Labour productivity could also rise, as lower-skilled roles are increasingly automated.
An expected consequence of this combination of drivers was widespread unemployment.
While workers losing jobs would contribute to job churn, overall job scarcity might encourage those with jobs to hold onto them for longer.
Average wages could fall over time as labour supply would exceed available jobs – and even those who hung on to their gigs could face wage inequality.
"However, income differences between the employed and unemployed could drive an increase in overall rates of inequality," the report noted.
"With higher rates of unemployment, a much larger share of households will face financial pressures, and there may be calls for more generous income support."
There may also be calls for direct taxation of technology - sometimes called for robot taxes - to fund income support programmes and other interventions.
Elsewhere, people might demand greater sharing of existing jobs and increased employment protection for those still in work.
Another possibility was a slowing of tech adoption, perhaps due to falling innovation as technological bottlenecks became harder than expected to overcome.
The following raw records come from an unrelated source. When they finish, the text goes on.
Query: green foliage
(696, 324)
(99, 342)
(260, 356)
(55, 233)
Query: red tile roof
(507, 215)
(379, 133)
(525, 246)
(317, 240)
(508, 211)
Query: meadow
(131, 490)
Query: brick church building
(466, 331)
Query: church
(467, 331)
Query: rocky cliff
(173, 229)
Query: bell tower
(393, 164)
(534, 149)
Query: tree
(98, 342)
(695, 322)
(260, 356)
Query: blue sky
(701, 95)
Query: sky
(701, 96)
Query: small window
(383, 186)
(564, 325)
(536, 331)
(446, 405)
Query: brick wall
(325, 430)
Alternatively, slower change could occur as technology adoption by firms slowed – perhaps because newer technologies are less productivity enhancing for firms than those of the past.
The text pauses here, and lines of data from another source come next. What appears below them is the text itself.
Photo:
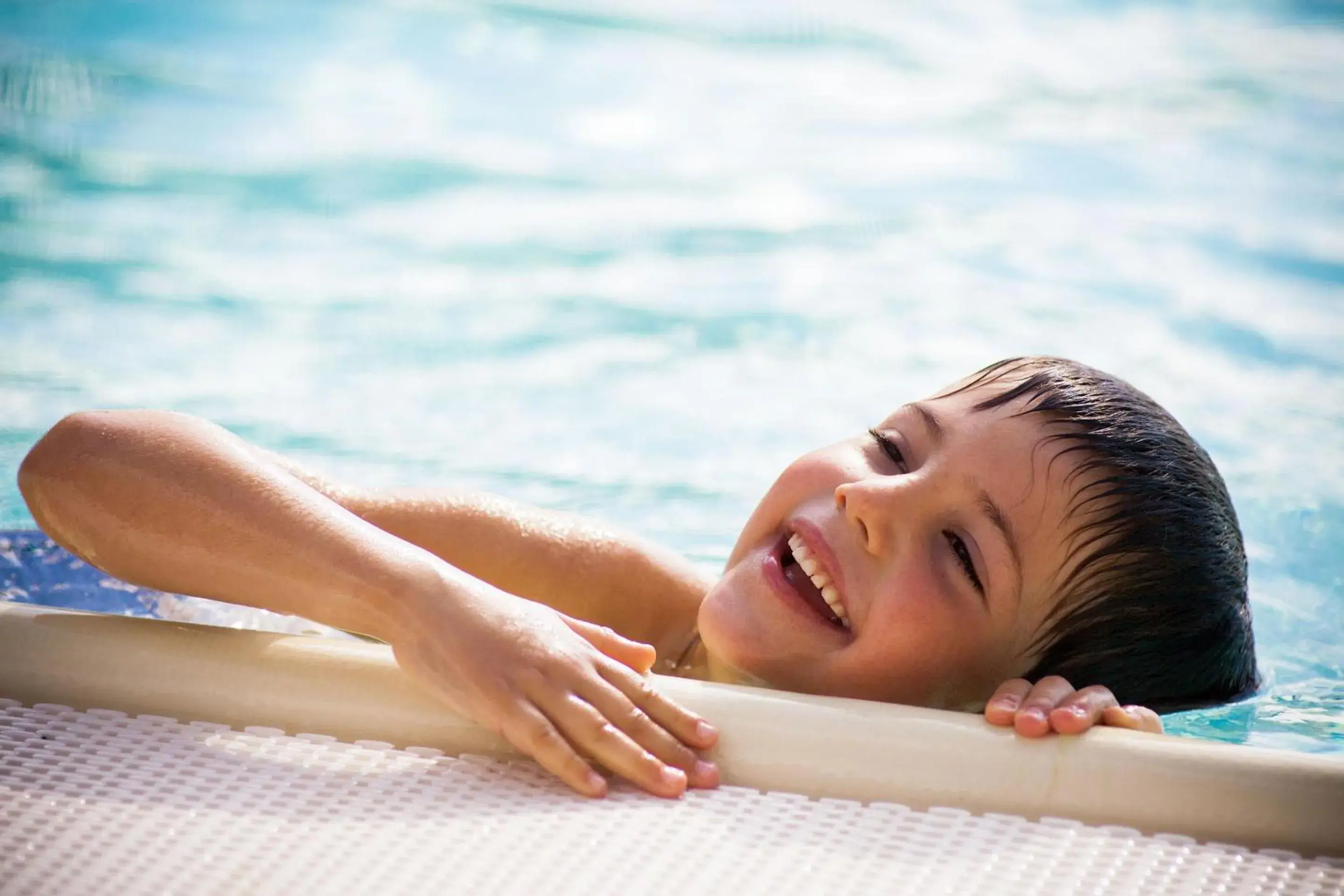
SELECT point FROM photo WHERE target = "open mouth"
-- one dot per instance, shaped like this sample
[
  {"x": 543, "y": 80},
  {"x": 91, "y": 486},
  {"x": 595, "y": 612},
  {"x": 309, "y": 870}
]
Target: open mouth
[{"x": 811, "y": 582}]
In this scenario, the report found, there would be less change in the volume, churn and nature of work, and income and productivity growth will slow.
There could be reduced opportunities for people to find jobs that are well matched with their skills, preferences and circumstances.
Slower technological change could prompt calls for more government intervention to encourage firms to undertake research and development and innovate.
Steady as she goes
It's worth noting that, for all the fear about tech-driven disruption, New Zealand's relatively low unemployment rate, frequent reports of labour shortages and growing labour market participation rates suggested that the overall availability of work wasn't a serious issue today.
That wasn't to say the status quo would carry on – but a fourth scenario nonetheless assumed this possibility.
In this case, tech drivers of labour market change over the next one to two decades would stay within the bounds over what had been seen since the turn of the century.
While change would happen here, it would be at the rate at which we were familiar with: the advent of smartphones, eCommerce and social media.
This scenario assumed the continuation of slow productivity growth and generally slow technology adoption by New Zealand firms – and was compatible with full employment and stable levels of income inequality.
"Actual outcomes will vary," the report noted, "as other drivers of labour market change – such as variation in the business cycle or demographic change – are likely to predominate".
• Submissions on the discussion paper close on June 5 and the report is due out on March 31 next year.